Diese Texte liegen still in der Ecke des Tisches und stören den Kaffee nicht. Ob man liest oder nicht, spielt keine Rolle. Sie existieren einfach, wie das Licht draußen, wie der Schatten des gegenüberliegenden Gebäudes, wie der Kaffeegeruch, der in der Luft noch nicht vollständig verschwunden ist.
Einfach sitzen bleiben
Einige Nachtschwarztrinker lesen nicht, hören keine Musik, sondern sitzen einfach mit ihrem Kaffee da.
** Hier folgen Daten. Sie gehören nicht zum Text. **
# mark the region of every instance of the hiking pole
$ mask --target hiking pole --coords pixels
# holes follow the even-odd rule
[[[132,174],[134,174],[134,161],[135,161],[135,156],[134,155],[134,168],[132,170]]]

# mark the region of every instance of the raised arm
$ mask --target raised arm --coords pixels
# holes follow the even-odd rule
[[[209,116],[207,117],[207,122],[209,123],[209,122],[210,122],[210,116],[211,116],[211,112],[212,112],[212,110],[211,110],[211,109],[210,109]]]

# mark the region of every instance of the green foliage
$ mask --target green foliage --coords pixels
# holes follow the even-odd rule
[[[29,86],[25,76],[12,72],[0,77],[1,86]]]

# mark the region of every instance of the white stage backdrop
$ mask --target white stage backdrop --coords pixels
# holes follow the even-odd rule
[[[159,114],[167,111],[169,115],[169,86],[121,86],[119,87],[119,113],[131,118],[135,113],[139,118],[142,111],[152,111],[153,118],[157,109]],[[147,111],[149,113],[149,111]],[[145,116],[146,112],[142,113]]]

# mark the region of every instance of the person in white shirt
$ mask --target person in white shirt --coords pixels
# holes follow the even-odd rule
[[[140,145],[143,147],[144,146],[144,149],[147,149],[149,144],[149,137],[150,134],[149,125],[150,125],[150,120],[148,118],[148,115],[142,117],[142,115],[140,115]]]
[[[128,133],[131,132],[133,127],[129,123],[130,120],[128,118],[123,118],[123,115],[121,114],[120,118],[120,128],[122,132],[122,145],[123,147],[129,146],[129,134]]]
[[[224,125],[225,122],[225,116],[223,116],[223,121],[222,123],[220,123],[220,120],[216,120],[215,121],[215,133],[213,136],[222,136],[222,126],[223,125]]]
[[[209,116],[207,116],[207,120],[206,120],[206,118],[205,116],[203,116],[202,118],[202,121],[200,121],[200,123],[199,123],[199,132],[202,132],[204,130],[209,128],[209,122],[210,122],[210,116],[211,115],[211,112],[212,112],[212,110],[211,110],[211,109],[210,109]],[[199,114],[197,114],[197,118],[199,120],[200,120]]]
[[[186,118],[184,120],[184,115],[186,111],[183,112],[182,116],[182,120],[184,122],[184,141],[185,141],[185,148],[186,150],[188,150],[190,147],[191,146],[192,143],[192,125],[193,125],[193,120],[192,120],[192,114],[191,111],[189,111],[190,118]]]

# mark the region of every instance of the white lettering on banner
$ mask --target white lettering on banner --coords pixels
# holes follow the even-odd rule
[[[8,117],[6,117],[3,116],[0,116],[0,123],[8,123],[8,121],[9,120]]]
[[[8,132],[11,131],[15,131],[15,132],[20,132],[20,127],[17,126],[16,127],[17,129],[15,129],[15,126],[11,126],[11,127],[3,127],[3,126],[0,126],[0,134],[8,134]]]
Sie starren auf den Tisch, beobachten die leicht wogende Flüssigkeit, sehen ein kleines Insekt um die Lampe fliegen oder lassen ihre Gedanken im Kopf hin und her schweifen.
All dies muss nicht durchdacht werden und ist nicht zum Aufzeichnen gedacht. Es ist keine produktive Zeit, sondern eine wahrnehmende Zeit. Diese Tasse Kaffee ist wie das Passwort der Nacht, das die Sinne nacheinander weckt und dann ohne Spuren in die Stille zurückkehrt.